Supposedly it would spit out 16bit executable code that can run on the 8086.
Am I correct in my assumption that with the proper build instructions I can get Zig to build me x86 16bit code that can run as BIOS Boot sector games run?
I’m not sure about it because any documentation I come across hints that the support if for i386 and that it can’t help to use 32bit pointers.

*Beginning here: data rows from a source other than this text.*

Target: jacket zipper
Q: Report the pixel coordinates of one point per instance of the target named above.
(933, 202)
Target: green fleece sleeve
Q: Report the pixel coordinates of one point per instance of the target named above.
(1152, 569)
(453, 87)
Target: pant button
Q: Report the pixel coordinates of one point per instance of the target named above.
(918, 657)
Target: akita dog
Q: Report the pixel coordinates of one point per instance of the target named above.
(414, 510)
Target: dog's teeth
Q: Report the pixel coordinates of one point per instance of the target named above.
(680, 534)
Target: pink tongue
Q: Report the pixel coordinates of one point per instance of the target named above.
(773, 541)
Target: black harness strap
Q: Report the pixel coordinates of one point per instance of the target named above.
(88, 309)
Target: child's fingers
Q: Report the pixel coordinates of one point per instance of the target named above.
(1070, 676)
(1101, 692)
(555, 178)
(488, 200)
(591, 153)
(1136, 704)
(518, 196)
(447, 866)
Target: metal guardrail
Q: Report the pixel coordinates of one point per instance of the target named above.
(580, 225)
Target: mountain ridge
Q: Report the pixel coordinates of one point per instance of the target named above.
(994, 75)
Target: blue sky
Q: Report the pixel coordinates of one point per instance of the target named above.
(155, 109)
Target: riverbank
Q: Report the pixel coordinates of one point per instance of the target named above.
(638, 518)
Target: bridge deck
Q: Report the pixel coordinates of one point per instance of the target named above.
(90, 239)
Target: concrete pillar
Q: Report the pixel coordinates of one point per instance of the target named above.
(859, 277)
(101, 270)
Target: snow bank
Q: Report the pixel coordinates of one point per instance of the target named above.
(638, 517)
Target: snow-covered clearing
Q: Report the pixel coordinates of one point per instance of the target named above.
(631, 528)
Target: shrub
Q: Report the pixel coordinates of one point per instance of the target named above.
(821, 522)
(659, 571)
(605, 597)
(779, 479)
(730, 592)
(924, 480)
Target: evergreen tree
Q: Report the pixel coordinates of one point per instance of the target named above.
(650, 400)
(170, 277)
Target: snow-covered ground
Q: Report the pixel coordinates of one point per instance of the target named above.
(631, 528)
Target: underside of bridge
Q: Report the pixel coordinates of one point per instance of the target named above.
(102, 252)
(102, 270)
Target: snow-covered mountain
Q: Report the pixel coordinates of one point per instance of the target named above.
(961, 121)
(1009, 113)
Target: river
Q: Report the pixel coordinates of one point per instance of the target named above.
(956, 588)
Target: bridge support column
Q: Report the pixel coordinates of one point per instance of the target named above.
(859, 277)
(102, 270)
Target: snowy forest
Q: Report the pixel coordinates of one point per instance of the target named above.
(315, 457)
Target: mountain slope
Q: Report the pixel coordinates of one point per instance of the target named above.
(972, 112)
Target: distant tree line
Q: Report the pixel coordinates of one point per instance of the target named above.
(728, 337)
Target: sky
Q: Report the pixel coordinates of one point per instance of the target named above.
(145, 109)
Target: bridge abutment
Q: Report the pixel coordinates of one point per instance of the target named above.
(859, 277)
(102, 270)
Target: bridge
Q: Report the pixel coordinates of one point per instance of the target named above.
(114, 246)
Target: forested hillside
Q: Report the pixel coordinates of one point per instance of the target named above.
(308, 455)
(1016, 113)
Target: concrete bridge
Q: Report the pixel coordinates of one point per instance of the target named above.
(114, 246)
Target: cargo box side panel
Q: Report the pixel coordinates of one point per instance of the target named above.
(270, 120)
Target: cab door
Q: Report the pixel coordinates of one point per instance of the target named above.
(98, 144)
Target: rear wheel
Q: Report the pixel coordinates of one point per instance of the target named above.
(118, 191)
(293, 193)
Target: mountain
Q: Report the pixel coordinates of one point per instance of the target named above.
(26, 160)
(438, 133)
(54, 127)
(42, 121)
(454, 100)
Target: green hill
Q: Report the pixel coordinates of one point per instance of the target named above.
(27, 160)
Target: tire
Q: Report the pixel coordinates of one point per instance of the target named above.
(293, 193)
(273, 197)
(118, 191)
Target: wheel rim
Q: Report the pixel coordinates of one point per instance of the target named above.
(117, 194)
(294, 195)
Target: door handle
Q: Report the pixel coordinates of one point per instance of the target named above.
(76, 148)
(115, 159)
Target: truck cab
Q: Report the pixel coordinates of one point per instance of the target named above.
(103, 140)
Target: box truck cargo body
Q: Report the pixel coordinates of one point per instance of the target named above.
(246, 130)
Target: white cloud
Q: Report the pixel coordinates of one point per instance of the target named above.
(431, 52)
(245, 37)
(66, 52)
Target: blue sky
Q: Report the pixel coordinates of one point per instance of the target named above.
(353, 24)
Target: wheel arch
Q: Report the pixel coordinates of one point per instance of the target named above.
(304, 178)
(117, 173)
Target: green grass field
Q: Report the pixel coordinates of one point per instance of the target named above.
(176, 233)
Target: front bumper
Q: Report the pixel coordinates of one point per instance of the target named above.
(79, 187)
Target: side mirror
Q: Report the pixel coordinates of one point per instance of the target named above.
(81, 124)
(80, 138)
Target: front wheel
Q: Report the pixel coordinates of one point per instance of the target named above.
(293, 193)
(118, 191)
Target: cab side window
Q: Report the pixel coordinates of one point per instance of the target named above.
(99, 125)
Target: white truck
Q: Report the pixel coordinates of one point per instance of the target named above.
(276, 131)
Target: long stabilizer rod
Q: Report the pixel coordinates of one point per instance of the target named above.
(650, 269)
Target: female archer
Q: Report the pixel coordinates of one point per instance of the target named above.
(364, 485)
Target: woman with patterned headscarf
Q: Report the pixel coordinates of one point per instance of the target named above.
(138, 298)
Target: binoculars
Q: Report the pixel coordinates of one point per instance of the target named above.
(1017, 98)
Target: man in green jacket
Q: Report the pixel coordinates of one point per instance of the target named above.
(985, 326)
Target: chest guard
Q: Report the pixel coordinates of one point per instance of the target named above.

Or that it expects that I’ll be running under UEFI and not the old BIOS.
zig uses LLVM so it supports everything LLVM supports which includes i386, zig’s custom x86 backend is only 64 bit atm, but it’s opt in so you don’t have to deal with that.
not sure what you mean regarding 32bit pointers
or what you mean regarding UEFI and BIOS
It’d be weird if you could. 16-bit x86 has never been a target of LLVM or GCC. The most you’ll get is the equivalent of the .code16gcc GNU AS directive, which essentially just tells the assembler to generate 16-bit machine code, but assume that the assembly code was originally intended for 32-bit output and to adjust assumptions accordingly (some minor adjustments to x86 opcode prefixes).
oops I didn’t read the post properly, I didn’t realise they were trying to build 16 bit code for 8086 via i386 16 bit mode. Regardless, I checked and LLVM doesn’t properly support i386 either.